A muffled static coughed momentarily to life. Silence. My heart thumped and my mind raced over the memory of the stumbling static. What had I heard? More garbled interference? Screaming? I flipped an alarm switch. Claxons blared through the ship, summoning Sarge and Mary to the bridge. They looked startled but ready for anything—as long as the “anything” meant a who-can-look-more-frazzled contest (which Mary would have won) along with a wild-west-style shoot out (which Sarge would have aced, her hand already on her holstered launcher). Instead of either of those things happening, the radio sputtered to life.
“Ground to Sojourner,” Ava’s voice said, calm and confident. Relief poured through me. “Copy that, speaking with the priest now.”
A shaky video feed showed a decrepit old man. A half-thousand generations on Earth 19’s forest-ridden continents had given the man dark green, bark-like skin, long arms, and a spindly tail—but despite my biological urge to see him as “other”, he was unmistakably human. An Ascentan priest, or maybe a monk—it was hard to differentiate sects when you don’t speak the language.
It was a shame really. Inspiration at our fingertips, yet inaccessible. Sage and Mary came closer, watching the shaky video feed of the low, slow grumbling old man. He gestured, dignified yet animated. It took me several moments to realize that the ancient man was telling a story of some kind, pointing to his hand, his heart, the sky—his voice shifted pitches for various speakers.

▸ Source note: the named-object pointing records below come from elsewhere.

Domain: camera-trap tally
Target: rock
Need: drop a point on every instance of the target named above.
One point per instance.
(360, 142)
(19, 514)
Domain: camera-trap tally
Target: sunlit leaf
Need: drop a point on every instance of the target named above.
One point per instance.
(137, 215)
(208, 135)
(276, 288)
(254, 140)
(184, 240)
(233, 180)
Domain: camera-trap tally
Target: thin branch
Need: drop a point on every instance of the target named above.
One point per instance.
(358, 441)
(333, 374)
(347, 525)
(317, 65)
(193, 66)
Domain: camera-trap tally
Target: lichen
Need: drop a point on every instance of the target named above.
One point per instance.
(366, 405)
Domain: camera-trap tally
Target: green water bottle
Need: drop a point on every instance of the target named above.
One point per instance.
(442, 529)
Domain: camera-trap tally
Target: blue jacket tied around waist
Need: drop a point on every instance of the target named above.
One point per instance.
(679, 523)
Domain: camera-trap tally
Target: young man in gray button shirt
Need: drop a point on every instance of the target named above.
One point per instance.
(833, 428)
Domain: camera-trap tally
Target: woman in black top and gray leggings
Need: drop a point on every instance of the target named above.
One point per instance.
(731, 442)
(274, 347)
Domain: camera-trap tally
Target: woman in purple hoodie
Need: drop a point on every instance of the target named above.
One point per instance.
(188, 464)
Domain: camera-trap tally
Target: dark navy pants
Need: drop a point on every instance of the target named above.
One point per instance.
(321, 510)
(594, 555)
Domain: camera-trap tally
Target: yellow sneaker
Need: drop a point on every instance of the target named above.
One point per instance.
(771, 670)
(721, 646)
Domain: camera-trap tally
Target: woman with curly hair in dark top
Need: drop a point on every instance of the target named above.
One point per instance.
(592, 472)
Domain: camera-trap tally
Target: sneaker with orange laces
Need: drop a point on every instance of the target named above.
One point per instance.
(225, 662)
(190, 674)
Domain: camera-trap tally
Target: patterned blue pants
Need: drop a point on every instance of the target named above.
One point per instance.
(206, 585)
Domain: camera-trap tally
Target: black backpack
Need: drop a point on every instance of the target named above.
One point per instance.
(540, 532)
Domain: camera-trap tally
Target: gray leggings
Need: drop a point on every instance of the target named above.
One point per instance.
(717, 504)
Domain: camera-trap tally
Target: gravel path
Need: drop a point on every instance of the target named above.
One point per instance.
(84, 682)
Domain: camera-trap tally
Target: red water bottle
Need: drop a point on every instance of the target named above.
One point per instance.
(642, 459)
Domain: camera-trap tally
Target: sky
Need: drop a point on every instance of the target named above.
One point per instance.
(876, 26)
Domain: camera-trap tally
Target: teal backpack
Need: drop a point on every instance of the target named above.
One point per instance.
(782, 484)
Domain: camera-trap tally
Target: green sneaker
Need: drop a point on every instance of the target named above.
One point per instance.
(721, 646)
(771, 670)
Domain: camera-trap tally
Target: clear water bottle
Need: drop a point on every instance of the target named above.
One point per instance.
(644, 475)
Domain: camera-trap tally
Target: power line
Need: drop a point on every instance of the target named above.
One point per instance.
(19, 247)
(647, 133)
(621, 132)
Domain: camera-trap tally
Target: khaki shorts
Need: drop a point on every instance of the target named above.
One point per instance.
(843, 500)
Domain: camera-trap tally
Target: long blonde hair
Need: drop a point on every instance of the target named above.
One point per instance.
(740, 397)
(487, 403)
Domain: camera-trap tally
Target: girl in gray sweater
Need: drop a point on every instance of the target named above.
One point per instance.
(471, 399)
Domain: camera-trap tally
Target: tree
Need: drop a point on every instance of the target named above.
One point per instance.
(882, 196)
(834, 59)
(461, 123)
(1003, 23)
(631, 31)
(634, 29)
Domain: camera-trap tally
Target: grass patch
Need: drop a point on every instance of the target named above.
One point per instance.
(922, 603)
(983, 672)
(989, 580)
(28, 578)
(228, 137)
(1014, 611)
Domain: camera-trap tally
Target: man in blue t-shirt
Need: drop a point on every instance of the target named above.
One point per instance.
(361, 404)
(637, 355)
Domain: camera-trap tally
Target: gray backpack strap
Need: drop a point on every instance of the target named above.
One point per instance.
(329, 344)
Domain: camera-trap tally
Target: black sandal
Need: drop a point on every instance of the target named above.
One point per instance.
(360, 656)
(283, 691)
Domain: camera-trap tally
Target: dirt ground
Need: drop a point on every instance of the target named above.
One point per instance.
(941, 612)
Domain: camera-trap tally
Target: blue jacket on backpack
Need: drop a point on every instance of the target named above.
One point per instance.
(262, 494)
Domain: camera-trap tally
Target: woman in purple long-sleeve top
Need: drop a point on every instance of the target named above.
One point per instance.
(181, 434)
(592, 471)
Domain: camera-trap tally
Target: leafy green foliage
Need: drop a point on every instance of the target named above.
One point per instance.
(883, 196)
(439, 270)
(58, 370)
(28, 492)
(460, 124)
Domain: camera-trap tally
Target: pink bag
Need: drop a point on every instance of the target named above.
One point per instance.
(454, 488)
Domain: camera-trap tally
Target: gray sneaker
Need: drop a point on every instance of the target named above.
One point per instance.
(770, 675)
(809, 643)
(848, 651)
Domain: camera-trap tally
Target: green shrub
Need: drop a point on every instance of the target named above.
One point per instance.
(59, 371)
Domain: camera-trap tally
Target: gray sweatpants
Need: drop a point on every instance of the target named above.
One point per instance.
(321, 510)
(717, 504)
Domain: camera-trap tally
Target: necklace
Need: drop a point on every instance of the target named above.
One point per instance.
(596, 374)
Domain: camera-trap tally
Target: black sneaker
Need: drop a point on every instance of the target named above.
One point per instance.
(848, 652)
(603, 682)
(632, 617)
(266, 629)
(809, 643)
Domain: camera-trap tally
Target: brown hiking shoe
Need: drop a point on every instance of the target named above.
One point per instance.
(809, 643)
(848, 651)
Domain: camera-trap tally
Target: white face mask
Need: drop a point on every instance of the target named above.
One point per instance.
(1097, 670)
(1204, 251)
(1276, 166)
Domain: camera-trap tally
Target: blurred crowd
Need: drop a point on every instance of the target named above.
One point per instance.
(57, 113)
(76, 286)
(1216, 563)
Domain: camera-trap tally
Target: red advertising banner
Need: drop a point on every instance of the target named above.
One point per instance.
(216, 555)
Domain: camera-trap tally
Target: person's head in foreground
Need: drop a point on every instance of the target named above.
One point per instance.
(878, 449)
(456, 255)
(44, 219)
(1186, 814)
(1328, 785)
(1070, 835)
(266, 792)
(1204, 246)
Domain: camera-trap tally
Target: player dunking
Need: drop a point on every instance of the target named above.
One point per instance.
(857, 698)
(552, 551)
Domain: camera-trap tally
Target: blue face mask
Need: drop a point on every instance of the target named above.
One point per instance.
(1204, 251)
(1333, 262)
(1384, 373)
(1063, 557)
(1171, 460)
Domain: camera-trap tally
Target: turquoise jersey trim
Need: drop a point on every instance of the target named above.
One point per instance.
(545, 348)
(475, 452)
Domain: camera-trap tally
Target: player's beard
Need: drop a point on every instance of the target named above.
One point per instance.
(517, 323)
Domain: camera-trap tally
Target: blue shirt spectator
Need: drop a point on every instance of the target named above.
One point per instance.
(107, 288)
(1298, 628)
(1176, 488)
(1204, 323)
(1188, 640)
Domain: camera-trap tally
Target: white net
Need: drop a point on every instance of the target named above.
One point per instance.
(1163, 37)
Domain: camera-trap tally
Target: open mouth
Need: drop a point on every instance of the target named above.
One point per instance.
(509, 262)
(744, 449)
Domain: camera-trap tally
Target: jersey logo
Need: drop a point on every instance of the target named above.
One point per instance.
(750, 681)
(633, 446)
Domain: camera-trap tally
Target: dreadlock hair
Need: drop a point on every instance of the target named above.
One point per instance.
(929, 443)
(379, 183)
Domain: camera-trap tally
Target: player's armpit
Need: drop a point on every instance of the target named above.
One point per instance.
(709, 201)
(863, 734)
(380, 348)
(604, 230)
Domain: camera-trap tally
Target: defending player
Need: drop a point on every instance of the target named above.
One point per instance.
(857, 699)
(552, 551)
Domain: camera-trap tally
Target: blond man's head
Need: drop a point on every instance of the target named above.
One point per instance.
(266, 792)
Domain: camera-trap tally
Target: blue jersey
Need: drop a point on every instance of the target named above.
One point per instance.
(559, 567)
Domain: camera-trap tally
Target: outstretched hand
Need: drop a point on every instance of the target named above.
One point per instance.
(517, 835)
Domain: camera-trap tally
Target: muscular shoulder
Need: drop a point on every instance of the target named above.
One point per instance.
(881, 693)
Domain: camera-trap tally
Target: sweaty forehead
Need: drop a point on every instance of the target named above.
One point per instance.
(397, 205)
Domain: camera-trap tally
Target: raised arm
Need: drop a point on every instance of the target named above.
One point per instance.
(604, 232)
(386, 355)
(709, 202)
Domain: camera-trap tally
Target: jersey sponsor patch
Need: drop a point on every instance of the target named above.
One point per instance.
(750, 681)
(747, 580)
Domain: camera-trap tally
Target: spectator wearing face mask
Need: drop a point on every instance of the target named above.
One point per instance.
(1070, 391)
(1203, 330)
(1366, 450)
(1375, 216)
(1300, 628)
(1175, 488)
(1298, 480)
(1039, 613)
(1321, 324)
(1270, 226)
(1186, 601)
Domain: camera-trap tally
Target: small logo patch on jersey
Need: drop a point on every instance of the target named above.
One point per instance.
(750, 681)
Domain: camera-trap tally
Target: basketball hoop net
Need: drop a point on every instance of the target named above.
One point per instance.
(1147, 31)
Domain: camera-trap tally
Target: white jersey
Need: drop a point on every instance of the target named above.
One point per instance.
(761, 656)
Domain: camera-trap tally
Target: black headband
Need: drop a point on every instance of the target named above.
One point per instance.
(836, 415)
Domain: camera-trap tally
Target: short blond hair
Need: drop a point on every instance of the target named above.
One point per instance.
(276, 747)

It took me a longer moment still to realize that behind me, Mary stood writing the story down.
At first I thought she was writing down a phonetic record—I almost told her not to bother—the feed was recording just fine, no need to strain yourself. But then I saw the familiar complex script, a cascade of overlapping marks and curves like woodgrains in a particularly gnarled tree—telling the story of the winters and seasons of growth and drought and harvest.
“You can..translate Ascentan?” I asked under my breath.
Sage shot me a withering glare, pressing her finger to her lips. Shut up, it said.
I sat still, mesmerized by the intern’s swiftly moving pen, half sketching, half cursive. Perhaps I had underestimated the new kid. Not only could she stomach Vedod’s spicy potato soup, but she’d studied Ascentan. Perhaps she did belong on this team.